At any rate, one of the major problems with gaining durability is that you have to pay so much for it. In order to actually be durable, you have to write your changes to the actual disk platter, and that is something that might actually require physical parts to move — very costly. How costly? A high end (15,000 RPM) hard disk can do a theoretical maximum of 250 such writes per second, and that is an extremely theoretical number. In most cases, even on high-end hard disks, you'll see a maximum of a 100-150 per second. You can probably double or triple that for high-end SSD drive, but those are still very poor numbers, compared to the number of operations you can do in memory and in the CPU in that time frame.
That puts a pretty hard limit on the number of times you can hit the disk, but that is not something that we can tolerate, so the process of making a write in most operation systems, looks like this:
Notice the number of buffers in the middle? Each of them is going to gather the I/O as it can before issuing a (large) write to the layer below them. With the idea that this way, we can amortize the cost of going to the physical disk among many different writes. It works, quite well in fact, to the point where most of the time, you don't really think how slow the hardware is really is.
But for databases, this is a horrendous problem. To start with, if I'm issuing a write to the disk, I have no idea when this actually hit the platter. For fun, all through this chain (which is actually simplified), each component is free to reorder the writes in any way it feels like it, so we can't even rely on the order of the writes to ensure consistency. No, in order to protect itself from data loss/corruption in the presence of power loss, we have to tell the operating system to actually skip all those layers and flush directly to disk.

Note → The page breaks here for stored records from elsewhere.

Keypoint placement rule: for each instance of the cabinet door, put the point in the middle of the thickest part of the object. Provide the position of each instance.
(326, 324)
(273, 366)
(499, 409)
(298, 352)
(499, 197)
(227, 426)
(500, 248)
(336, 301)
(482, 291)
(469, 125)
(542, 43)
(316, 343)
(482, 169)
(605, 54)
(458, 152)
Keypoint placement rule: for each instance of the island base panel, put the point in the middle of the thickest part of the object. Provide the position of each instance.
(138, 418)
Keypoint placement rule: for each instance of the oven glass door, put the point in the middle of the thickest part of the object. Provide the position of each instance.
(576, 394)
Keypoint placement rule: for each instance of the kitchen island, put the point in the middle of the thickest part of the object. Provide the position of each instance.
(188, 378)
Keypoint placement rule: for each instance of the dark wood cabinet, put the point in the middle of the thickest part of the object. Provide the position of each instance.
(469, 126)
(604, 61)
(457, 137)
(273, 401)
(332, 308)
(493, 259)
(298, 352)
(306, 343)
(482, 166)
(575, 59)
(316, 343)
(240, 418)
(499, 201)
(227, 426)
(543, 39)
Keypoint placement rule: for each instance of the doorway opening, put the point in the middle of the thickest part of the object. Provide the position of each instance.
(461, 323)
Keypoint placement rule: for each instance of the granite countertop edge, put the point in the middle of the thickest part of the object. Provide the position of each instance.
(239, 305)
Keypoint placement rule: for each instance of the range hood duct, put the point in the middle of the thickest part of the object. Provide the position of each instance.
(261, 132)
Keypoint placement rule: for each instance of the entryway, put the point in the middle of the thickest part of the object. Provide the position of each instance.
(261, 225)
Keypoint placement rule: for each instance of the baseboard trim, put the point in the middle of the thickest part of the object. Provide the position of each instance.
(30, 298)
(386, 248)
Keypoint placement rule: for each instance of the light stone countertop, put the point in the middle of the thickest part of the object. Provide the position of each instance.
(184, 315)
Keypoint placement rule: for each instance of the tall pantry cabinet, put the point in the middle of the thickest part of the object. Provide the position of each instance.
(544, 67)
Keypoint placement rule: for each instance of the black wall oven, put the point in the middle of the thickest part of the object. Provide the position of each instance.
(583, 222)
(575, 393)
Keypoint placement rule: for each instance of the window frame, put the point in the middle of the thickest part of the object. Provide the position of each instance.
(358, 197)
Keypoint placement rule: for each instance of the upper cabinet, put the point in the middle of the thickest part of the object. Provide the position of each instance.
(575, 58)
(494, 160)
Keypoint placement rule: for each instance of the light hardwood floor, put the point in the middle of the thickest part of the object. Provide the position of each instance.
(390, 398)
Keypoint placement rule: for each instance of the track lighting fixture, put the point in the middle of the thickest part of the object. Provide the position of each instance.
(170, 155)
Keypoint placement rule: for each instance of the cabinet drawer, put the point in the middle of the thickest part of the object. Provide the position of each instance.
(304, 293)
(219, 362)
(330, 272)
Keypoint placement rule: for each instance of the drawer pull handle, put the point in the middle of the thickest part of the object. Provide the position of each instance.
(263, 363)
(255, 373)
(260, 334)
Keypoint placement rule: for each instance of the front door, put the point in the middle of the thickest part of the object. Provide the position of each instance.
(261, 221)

As I said, this is expensive to do. In particular, the normal way to do it is to make your writes and then to call fsync(fd) in order to flush those changes down the chain — all the way to the disk. This has a few issues, however. In particular, note that in the gap between the file system and the disk driver, we'll lose the correlation between writes made to a particular file and any other writes made to that device. The end result is that the fsync command forces us to flush the entire disk driver buffer (and the disk buffers, etc). In production systems, that can be hundreds of MB that were innocently sitting there, slowly being written to disk, and suddenly you have this disruptive fsync that needs to be written. So, everything is flushed to disk, and the fsync (which you expected to be short because you wrote on only a few dozen KB) now takes a minute, because it is actually flushing 100 MB writes from totally different processes.
This post is getting long enough, so I'll defer the actual discussion on how databases actually achieve durability to the next one, in the meantime, just consider the complexities involved in making sure that the data is on the disk, and how much of the design of modern databases is spent in optimizing just this part.